NOTE: These instructions were tested with 0.1.40. The 0.1.X version changes introduce breaking changes and instructions may need to be updated for newer versions. To download 0.1.40, you can download the binary from here

2. Launch the EKS cluster with eksctl.

This will create the EKS cluster (the master nodes). This may take 20+ minutes.
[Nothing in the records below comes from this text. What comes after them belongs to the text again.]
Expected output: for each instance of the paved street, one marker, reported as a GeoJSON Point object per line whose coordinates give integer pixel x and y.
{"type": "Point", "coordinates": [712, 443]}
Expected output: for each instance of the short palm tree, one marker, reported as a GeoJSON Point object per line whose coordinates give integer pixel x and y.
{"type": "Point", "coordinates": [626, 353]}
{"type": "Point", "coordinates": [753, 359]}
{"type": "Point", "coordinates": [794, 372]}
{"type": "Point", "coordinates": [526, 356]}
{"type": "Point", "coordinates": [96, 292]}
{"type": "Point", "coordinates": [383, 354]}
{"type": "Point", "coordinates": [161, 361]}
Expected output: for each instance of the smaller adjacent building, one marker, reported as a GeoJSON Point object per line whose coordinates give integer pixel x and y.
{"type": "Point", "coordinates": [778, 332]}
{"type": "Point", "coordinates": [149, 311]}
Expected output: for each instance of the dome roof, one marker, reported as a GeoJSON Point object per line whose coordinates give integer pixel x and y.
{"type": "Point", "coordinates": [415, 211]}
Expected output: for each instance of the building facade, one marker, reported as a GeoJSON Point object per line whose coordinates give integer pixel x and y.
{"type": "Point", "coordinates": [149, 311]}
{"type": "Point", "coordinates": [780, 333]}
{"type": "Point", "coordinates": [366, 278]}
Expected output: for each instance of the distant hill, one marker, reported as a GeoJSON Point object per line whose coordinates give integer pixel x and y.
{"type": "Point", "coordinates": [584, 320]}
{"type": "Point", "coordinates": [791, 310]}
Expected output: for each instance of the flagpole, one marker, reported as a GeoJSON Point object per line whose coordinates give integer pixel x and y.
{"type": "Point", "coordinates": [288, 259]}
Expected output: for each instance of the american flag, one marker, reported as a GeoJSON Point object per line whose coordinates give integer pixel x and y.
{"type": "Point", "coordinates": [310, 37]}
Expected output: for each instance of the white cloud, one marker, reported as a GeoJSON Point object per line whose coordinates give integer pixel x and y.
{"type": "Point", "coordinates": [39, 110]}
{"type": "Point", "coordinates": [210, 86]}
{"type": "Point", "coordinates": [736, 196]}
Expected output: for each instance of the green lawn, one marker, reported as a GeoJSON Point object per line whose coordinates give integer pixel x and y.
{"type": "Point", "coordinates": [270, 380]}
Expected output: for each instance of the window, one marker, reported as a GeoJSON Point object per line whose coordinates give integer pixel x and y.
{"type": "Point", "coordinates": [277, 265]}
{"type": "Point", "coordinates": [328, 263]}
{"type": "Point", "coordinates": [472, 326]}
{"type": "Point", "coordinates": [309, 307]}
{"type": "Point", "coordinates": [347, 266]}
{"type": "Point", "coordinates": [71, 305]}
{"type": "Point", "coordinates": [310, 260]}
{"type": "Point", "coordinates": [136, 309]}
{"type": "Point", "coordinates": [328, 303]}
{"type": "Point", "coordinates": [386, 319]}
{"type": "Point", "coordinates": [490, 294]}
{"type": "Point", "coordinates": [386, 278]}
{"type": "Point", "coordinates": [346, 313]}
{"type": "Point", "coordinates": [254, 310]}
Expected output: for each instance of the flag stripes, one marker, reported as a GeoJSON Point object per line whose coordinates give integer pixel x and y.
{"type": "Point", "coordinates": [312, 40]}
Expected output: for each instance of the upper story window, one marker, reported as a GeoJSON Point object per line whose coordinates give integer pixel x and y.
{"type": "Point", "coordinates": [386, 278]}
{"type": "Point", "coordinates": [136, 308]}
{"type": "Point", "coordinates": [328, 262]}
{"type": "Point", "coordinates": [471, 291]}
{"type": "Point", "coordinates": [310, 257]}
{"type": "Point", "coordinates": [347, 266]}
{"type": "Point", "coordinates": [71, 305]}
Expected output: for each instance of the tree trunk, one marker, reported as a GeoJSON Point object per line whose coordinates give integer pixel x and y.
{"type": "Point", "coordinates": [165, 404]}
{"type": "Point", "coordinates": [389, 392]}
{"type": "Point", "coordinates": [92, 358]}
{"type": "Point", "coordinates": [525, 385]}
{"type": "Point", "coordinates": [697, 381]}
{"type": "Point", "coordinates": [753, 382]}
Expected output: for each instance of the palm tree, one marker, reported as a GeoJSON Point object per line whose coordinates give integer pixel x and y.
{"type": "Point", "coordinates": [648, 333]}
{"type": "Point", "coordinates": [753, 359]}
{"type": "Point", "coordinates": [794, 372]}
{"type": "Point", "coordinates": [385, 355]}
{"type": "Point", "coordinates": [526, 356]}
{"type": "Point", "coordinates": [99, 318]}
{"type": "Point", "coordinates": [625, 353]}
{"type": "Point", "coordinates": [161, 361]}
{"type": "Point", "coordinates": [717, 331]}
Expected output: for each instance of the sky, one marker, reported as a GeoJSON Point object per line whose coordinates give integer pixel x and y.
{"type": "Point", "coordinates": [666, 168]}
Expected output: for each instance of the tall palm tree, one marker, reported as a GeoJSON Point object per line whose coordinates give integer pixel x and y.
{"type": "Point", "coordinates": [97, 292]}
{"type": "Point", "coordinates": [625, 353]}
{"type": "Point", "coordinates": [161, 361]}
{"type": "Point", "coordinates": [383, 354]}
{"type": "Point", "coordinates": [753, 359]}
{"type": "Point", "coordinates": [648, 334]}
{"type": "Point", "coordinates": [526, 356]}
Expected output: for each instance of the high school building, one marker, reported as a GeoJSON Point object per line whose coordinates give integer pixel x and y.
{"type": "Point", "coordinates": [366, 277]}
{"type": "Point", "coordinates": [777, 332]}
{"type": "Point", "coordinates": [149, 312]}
eksctl create cluster -f cluster_config.yaml --auto-kubeconfig
Command Output

$ eksctl create cluster -f cluster_config.yaml --auto-kubeconfig
[ℹ]  using region us-east-1
[✔]  using existing VPC (vpc-f6570b8d) and subnets (private:[] public:[subnet-58b35b04 subnet-b440b9d3 subnet-21ac2f2e])
[!]  custom VPC/subnets will be used; if resulting cluster doesn't function as expected, make sure to review the configuration of VPC/subnets
[ℹ]  using Kubernetes version 1.13
[ℹ]  creating EKS cluster "armand-demo-cluster" in "us-east-1" region
[ℹ]  will create a CloudFormation stack for cluster itself and 0 nodegroup stack(s)
[ℹ]  if you encounter any issues, check CloudFormation console or try 'eksctl utils describe-stacks --region=us-east-1 --name=armand-demo-cluster'
[ℹ]  1 task: { create cluster control plane "armand-demo-cluster" }
[ℹ]  building cluster stack "eksctl-armand-demo-cluster-cluster"
[ℹ]  deploying stack "eksctl-armand-demo-cluster-cluster"
[✔]  all EKS cluster resource for "armand-demo-cluster" had been created
[✔]  saved kubeconfig as "/Users/armanmcq/.kube/eksctl/clusters/armand-demo-cluster"
[ℹ]  kubectl command should work with "/Users/armanmcq/.kube/eksctl/clusters/armand-demo-cluster", try 'kubectl --kubeconfig=/Users/armanmcq/.kube/eksctl/clusters/armand-demo-cluster get nodes'
[✔]  EKS cluster "armand-demo-cluster" in "us-east-1" region is ready

More Details

3. Launch the the worker nodes with eksctl. This will launch the EC2 instances and connect them to the k8s cluster.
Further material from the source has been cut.